Предосторожности ради сопровождавший нас пожилой боец-автоматчик соскочил с заднего сиденья и стал возле машины, разминая затёкшие ноги. Женщины сейчас же бросились к нему и принялись гладить руками заскорузлый его полушубок, старенькую ушанку, прожжённую и порыжевшую от дыма костров, его автомат с затвором, заботливо обёрнутый тряпицей, точно всё ещё старались, убедиться, что это не сон, что действительно настоящий красноармеец в полушубке, в валенках стоит тут, на немецкой автостраде, над чужой рекой Одер. И вдруг та маленькая брюнетка с огромными чёрными глазами, что так решительно первой преградила дорогу нашей машине, схватила большую жилистую руку автоматчика с прокуренными пальцами и прижала её к губам.
— Родной, милый… Родной ты наш… Уж мы вас ждали, ой, ждали!
Автоматчик застеснялся, нахмурился, краска выступила у него на небритых щеках. Он резко отдёрнул руку.
— Это что ж за модель — руки целовать! Что я — поп, что ли? Научили вас тут немцы…
Эти слова точно преобразили женщину. Иззябшая, жалкая в своём ветхом, безобразном комбинезоне, она вдруг выпрямилась, гордо вскинула голову и, гневно сверкнув своими чёрными глазами, ответила:
— Тю… Ты что подумал-то: разве я тебе — я Красной Армии руку целую за то, что нас освободила, за то, что сюда пришла, а ты…
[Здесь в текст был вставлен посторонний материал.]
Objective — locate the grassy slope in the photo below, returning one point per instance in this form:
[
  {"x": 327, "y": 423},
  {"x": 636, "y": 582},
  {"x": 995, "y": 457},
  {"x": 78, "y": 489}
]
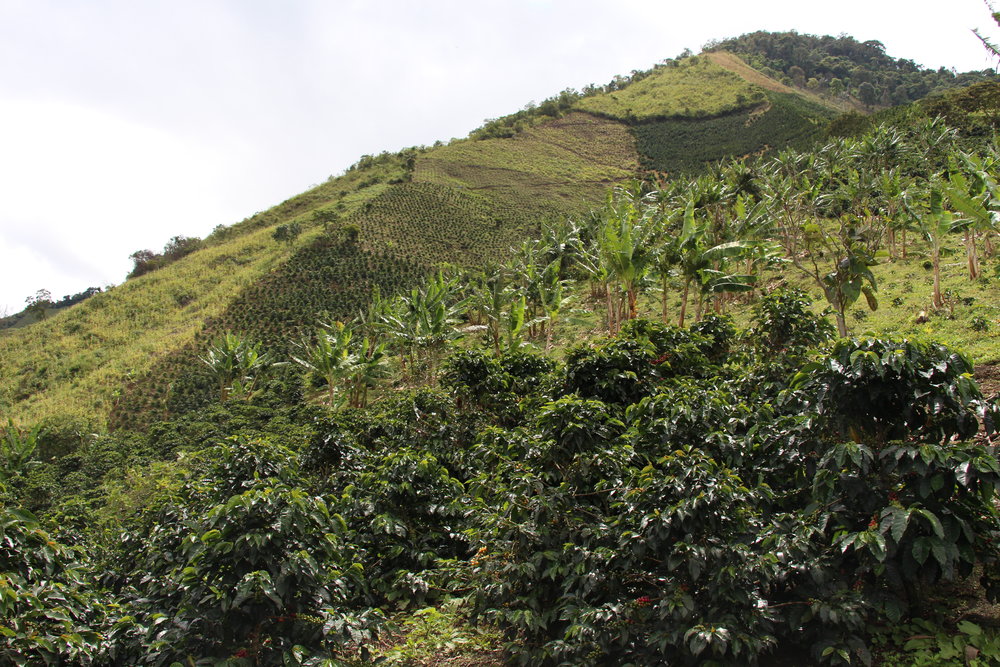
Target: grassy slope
[
  {"x": 695, "y": 88},
  {"x": 135, "y": 349},
  {"x": 77, "y": 363}
]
И, повёртываясь к нам, она деловито, с лёгким украинским акцентом отрекомендовалась:
— Катерина Кукленко… Секретарь тайного комитета насильно мобилизованных советских граждан поместья «Зофиенбург»… Кому тут сдать склады с зерном, холодильник с мясом и военнопленных, сидящих под стражей?
Ещё утром этот край был глубоким немецким тылом. Борьба шла в сорока километрах восточнее. И вдруг это деловитое заявление, спокойно прозвучавшее из смятенной, оглушённой своим неожиданным счастьем толпы.
— И примите от нас вот это, — продолжала та, что назвала себя Катериной Кукленко. — Мила, дай бумагу.
Высокая женщина, что бесконечно твердила слово «товарищи», смакуя его и повторяя на разные лады, достала из-за пазухи документ и протянула его. И хотя прочёл я его на ветру, на немецкой автостраде, под волнообразный, то стихавший, то напрягавшийся до рёва шум проходивших мимо танков, — необычный этот документ, тщательно переписанный отличным каллиграфическим почерком, прочно врезался в память так, что даже теперь, три года спустя, я без труда воспроизвожу его текст почти дословно:
«Командованию Красной Армии от тайного комитета насильно мобилизованных советских граждан, работавших в поместье Клары Рихтенау „Зофиенбург“, крейс Штейнау.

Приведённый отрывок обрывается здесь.